# Choking with possible URI - Please help!!



## hercsmom (Jul 6, 2010)

Hi guys,

We had a big scare with Herc last night. He was in his cage and he sneezed a few times, so I went over to check on him. He looked like he was choking or struggling to breathe! He was actually gasping for air. So I took him out of his cage and put him in my lap, and he did a few more gasps then blew a long stringy piece of thick yellow snot out of one nostril (sorry for the description guys). It was probably about a good 2 inches long. After that came out his breathing was better, but he kept sneezing through the night. He ate most of his kibble, and still wheeled, but he stopped every few minutes on his wheel to sneeze. Also, his poop was a little less than normal, and a little darker too. 

I have an appointment for a new vet tomorrow, as his last vet doesn't really have a lot of experience. Do you guys think this is another URI? If so, this will be the 3rd in 3 months, is there something in my house causing them? Any input is appreciated. Thanks!


----------



## Nancy (Aug 22, 2008)

Sounds it. What antibiotics has he been on? I wonder if he is never totally getting over them.


----------



## hercsmom (Jul 6, 2010)

Nancy said:


> Sounds it. What antibiotics has he been on? I wonder if he is never totally getting over them.


Around the end of July he was on amoxicillin for 1 week, which was probably too short. The 2nd time he got sick was the beginning of August and he had 1 week metronidazole and 2 weeks of baytril. After the 2nd time his symptoms did seem to improve, but he still had the occasional sneeze.
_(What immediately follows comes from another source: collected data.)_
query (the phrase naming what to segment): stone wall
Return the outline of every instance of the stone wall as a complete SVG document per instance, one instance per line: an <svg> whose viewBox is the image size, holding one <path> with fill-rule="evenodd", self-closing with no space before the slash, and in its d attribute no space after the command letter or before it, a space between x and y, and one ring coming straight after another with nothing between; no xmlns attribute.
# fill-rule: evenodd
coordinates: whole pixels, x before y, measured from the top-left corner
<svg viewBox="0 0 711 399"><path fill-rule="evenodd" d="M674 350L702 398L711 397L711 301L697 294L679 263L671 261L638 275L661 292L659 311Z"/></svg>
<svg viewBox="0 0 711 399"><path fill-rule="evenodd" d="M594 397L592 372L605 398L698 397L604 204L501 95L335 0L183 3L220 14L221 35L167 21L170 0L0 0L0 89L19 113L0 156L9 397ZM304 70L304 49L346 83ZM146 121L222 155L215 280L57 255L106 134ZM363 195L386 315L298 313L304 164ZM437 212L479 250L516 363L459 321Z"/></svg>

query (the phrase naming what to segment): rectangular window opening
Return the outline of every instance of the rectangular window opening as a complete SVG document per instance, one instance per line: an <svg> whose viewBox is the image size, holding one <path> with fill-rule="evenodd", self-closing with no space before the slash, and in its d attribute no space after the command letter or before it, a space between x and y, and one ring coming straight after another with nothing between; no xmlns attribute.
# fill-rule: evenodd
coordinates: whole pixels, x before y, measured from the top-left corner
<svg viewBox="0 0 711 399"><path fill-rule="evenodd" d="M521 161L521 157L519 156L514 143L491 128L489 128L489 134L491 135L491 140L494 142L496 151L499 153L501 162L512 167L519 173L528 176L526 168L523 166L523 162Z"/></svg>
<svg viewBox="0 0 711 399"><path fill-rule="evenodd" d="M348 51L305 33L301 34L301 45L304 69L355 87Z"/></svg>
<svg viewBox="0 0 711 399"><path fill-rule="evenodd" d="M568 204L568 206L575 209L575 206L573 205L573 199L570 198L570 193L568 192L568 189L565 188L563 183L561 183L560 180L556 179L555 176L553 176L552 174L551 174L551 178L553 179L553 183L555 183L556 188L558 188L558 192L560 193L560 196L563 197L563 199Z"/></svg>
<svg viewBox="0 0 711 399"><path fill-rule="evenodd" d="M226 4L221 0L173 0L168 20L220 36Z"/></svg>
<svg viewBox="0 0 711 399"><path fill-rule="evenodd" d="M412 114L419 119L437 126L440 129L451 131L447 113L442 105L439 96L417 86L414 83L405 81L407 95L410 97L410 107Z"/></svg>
Being that this is a new vet, how should I handle it? Should I bring in the medicine instruction sheets the other vet gave me? Is there anything else I should ask?

Btw, thanks for the quick response.


----------



## Kalandra (Aug 25, 2008)

If his symptoms have not gone away, I have to wonder if he has something that is resistant to the antibiotics and the antibiotics are not killing it all. You may want to have a culture & sensitivity test done to find which antibiotic works the best on whatever he has.


----------



## hercsmom (Jul 6, 2010)

Thank you to both of you for the response. I have a vet appt tomorrow, I will keep you posted.


----------



## Kalandra (Aug 25, 2008)

Good luck! Hopefully the vet will get Herc on the road to recovery and be healthy again.


----------



## Sela (Apr 10, 2010)

The poor baby, I hope the new vet can help you come up with a solution...please let us know what they say!


----------



## hercsmom (Jul 6, 2010)

Thanks everyone for your help and concern, I'll let you know what the new vet says.


----------



## hercsmom (Jul 6, 2010)

*Re: Choking with possible URI - *UPDATE**

Here's an update for everyone:

Herc went to a brand new vet yesterday, and I think we found the Hedgehog Whisperer! She was great with him! She opened her hands in front of him and he crawled right into her hands for a cuddle. She also said he was the sweetest little boy she's ever met. She was very thorough with him too!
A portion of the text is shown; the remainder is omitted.